I took in my 14 year old nephew when my sister kicked him out. He was used to getting drunk and staying out all night and getting failing grades. All his life he had been told he was worthless and stupid. Later in life he said the best training for Marine boot camp was the first six weeks in my house. By the time he graduated high school, he was a straight A student and on the football team.
 
Speaking as one who was a credentialed teacher I think a large percentage of these alphabet soup kids could be fixed with nothing more than a solidly placed foot in the right place. IOW, you are on the right track. In many instances these kids act the way they act because they know there are no meaningful consequences. Change that picture and they will change.

I am betting you will be the best thing to happen to that boy.
 
Thanks y'all! Glad I'm not the only one that believes in proper disaplineing a kid!
And it's so true, when we was kids a good backhand would straighten us out in a jiffy! Now a days the kids want to threaten the parents with calling the cops on them for it! Haha! My son learned fast dad don't play that game. And neither do the cops here.
So far I've not really had to put foot to "fifth point of contact" yet. But there were a few times he came close to it.
Now one thing I am having a bit of trouble with his is mouth. He swears more than I do! And being a vet, that can be a lot! Lol.
Anyhow, he keeps trying to be slick n "get me" ... It doesn't work, old man has a lot more experience than he does. Hehehe.
I just have to keep in mind, 1: he's still just a kid. 2: he's MY kid. 3: I must keep my cool when dealing with him. (So as not to break him).
 
Old age and treachery will always overcome youth and skill.

There is a time and place even for breaking. That is the specialty of MCRD out here (Marine Corp Recruit Depot). They have no qualms about it. And then those they have broken they rebuild into men. As a vet you may have been through such an experience.

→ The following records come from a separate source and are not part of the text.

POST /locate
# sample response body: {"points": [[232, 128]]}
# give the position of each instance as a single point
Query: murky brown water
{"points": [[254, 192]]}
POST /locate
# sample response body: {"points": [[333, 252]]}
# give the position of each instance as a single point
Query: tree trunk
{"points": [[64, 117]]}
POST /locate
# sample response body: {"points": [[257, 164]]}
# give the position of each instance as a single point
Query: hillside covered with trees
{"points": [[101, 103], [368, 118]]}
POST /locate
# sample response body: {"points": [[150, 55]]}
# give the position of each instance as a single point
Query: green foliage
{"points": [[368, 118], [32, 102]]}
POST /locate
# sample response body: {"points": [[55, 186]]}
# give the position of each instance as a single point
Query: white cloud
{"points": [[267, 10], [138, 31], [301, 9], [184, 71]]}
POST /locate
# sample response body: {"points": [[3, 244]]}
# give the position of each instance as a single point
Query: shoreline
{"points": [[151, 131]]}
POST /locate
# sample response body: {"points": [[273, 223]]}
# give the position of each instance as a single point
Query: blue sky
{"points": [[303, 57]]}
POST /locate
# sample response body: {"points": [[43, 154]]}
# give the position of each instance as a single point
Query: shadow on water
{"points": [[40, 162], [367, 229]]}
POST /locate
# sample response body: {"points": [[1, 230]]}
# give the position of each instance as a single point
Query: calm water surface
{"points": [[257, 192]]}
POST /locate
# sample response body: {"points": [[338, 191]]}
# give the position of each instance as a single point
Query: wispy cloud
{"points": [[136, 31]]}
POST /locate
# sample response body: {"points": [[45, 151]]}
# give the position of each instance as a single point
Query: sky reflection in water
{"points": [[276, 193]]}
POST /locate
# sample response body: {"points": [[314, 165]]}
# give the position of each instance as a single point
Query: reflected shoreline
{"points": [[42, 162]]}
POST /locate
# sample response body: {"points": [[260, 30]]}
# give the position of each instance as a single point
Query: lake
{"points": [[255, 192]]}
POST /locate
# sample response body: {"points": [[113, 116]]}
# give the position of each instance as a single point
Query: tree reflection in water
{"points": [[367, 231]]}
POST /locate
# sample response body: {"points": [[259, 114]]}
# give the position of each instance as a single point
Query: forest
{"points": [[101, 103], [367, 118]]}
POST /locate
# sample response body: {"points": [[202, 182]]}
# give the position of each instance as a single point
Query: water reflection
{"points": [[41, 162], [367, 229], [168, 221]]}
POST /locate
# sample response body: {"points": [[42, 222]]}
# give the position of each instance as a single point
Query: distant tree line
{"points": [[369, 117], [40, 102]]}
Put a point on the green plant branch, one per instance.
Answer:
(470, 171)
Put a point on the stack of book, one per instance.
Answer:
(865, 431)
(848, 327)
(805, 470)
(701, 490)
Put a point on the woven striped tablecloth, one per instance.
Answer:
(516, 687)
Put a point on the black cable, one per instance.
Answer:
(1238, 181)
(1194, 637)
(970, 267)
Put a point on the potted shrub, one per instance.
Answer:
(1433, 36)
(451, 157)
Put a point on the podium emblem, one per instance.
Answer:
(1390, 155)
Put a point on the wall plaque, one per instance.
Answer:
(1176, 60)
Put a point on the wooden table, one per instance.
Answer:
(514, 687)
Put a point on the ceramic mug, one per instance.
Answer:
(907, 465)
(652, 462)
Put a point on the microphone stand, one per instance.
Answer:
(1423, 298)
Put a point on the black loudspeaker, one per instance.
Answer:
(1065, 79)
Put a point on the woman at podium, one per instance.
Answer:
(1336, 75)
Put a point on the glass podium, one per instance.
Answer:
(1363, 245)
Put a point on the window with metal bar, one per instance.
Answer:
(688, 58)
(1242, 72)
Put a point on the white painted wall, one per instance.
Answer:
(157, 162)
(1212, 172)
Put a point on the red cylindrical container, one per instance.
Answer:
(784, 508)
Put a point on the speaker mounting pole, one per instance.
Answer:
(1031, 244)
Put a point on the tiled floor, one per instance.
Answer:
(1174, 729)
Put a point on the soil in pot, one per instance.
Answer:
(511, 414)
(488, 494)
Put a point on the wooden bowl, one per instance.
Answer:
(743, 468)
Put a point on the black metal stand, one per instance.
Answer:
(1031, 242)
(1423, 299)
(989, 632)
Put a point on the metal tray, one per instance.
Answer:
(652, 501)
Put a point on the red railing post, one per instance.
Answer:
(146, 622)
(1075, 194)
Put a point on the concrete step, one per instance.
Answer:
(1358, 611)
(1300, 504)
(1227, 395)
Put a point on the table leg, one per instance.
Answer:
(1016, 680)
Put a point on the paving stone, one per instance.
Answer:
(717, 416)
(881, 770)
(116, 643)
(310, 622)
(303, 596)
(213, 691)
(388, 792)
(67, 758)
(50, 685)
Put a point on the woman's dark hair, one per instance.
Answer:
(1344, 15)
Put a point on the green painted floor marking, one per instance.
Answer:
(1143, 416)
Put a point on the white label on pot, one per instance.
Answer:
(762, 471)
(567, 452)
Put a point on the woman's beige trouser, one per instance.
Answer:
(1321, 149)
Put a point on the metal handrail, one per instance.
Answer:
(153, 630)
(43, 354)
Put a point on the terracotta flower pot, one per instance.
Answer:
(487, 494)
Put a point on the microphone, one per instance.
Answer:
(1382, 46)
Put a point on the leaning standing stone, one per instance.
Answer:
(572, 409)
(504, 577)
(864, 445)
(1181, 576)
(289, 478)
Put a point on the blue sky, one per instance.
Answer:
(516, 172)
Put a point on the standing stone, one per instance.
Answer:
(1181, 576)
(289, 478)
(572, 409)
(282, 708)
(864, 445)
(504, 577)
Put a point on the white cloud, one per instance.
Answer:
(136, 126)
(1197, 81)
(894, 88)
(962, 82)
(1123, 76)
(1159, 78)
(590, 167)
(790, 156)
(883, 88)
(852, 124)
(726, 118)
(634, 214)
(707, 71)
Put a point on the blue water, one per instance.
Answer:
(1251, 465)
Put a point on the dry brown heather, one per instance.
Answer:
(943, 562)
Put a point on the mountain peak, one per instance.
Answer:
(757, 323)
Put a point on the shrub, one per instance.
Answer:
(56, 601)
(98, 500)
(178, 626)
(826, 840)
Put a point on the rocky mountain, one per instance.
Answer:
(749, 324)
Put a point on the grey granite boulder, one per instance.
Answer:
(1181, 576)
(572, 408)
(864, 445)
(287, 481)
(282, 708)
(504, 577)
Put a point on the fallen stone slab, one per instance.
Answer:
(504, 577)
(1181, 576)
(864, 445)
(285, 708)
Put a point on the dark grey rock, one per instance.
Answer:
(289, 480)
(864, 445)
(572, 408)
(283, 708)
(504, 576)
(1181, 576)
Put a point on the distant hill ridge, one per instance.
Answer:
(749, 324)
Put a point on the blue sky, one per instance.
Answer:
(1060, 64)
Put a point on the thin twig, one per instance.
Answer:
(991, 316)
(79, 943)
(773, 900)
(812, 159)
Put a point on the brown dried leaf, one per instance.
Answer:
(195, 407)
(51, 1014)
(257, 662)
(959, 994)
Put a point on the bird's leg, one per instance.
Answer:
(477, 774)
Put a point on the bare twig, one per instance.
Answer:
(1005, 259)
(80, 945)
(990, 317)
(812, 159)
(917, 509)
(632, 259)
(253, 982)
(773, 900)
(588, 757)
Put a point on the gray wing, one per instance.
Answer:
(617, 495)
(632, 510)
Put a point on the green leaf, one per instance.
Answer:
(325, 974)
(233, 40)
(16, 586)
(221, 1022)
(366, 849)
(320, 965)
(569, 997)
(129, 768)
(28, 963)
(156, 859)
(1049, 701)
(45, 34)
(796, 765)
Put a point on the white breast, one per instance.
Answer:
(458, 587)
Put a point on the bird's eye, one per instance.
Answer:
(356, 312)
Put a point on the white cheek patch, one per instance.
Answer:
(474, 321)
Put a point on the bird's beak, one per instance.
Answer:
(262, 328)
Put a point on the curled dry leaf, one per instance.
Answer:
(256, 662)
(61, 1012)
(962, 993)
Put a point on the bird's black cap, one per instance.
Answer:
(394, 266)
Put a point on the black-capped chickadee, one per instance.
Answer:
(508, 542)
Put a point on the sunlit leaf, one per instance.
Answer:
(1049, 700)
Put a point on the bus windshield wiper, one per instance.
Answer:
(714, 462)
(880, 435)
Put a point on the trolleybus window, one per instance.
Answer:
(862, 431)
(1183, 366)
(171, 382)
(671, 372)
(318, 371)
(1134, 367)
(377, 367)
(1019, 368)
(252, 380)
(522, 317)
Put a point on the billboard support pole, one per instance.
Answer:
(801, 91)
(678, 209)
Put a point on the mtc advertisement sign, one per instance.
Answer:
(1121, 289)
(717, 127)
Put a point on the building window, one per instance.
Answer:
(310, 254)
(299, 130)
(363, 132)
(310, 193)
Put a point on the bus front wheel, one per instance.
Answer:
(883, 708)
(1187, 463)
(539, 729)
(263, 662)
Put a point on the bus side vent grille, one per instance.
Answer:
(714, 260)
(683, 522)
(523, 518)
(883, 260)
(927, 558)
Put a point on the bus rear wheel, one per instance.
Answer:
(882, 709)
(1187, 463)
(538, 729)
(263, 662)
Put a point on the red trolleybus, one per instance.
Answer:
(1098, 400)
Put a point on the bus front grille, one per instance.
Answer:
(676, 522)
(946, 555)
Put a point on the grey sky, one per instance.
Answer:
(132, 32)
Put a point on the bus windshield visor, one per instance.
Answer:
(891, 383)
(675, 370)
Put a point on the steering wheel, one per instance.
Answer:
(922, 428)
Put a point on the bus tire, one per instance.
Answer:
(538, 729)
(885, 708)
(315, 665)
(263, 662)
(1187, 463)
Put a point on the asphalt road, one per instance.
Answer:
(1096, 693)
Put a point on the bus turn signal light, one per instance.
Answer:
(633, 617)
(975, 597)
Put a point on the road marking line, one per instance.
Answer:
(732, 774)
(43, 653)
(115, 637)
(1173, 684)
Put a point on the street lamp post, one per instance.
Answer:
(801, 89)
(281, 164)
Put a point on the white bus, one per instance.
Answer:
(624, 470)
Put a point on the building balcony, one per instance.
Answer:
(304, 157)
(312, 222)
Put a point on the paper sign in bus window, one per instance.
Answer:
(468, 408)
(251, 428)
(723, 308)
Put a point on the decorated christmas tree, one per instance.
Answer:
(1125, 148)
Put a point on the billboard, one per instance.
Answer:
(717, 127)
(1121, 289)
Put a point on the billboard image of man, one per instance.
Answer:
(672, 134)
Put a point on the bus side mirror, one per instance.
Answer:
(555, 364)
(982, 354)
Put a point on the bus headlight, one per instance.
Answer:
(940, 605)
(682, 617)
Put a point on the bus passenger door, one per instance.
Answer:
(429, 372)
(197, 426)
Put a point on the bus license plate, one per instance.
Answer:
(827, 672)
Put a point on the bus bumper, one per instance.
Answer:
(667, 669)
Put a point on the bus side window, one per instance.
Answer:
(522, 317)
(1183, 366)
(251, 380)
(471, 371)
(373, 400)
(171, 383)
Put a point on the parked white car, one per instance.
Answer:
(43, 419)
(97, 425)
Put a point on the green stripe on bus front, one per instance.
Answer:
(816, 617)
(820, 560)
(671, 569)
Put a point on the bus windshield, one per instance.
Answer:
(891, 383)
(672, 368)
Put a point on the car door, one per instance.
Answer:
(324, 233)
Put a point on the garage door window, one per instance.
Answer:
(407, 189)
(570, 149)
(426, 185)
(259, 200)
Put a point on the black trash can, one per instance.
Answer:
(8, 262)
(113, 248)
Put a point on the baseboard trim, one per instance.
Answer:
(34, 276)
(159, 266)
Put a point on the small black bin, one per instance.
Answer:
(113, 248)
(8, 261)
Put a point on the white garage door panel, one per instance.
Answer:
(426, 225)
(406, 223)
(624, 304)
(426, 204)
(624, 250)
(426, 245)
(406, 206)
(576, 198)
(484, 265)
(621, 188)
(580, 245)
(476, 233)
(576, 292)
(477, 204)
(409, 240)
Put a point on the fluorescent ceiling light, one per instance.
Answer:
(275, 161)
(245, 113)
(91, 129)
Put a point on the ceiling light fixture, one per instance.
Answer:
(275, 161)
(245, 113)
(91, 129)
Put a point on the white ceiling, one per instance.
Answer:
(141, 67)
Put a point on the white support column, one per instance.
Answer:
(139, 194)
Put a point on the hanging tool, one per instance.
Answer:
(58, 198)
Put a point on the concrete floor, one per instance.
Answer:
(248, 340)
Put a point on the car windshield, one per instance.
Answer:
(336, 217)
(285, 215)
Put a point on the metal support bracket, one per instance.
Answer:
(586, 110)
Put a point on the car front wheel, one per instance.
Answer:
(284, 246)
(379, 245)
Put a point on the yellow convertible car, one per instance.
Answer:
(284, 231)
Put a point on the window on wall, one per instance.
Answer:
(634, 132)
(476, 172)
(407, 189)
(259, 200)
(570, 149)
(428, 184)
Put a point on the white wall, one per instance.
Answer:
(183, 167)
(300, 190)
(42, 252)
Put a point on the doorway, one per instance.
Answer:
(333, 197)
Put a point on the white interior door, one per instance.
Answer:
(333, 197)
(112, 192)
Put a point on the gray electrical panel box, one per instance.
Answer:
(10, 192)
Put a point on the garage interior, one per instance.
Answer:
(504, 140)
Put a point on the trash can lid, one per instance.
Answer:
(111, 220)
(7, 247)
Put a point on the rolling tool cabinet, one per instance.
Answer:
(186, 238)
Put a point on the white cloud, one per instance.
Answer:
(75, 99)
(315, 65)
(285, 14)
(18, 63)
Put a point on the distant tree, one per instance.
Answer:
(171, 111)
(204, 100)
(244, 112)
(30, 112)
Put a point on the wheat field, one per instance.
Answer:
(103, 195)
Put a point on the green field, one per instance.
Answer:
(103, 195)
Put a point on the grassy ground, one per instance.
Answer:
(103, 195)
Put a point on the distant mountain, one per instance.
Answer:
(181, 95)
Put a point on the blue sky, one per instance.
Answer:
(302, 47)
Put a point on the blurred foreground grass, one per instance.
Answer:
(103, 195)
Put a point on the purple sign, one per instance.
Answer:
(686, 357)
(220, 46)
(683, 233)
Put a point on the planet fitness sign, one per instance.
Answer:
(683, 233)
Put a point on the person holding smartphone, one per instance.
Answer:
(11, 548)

At fifteen it may be a challenge to wash out his mouth with soap, but you can darn sure demand that he drop and give you 20 every time he drops an f-bomb. And no, it does not matter that you are in the mall (or wherever). Gravel parking lots are the best. And yes, I do have all day, because you growing up to be a real man is a much higher priority than whatever else was on the agenda.

Keep up the good fight.
 
On the light side, my nephew would never get out of bed when I called to wake him up in the morning. I found a nice glass of ice water did the trick. It got where if he heard me coming down the stairs I the middle of the night, he would instantly wake up and get to his feet, even at 2am when I was just getting my clothes ready for a trip.

That was 30 years ago and I still get a chuckle about it.
 
Lol @Anak I understand the breaking you mean. Yes I've been through that breaking... But I'm meaning the permanent breaking, as I KNOW my strength & what I CAN do without even trying.... I have to keep myself in check to keep him out of the hospital or morgue!
Not that I'm Lue Farigno or the next Arnold Schwarzenegger , not by a long shot! Lol.
But I'll try that drop n give me 20 thing. My problem
Is that he's already been formed into a hood rat by the state & his mother. Now I have to undo 11 years of trash they put into his head. And teach him manners. Yes indeed, I've got my work cut out for me.
 
Old_man, that is funny. My wife (Hh6) had to take our daughter to the er tonight, they got home at 0100hrs (1am), he woke up & asked what time it was. I can only presume he was thinking it was time to get up for school. He's been waking up with an attitude, until HH6 says something or I wake up, then he straightens out rather quickly.
So I belie he knows which side of the bread the butter is on. Lol.
Pops done put a hurting on him once, he knows I'll do it again too. And I've got no qualms about it, he knows that too.
He's "tried" to put a few holds on me... Learned quickly that I've got more moves and experience than he could ever have.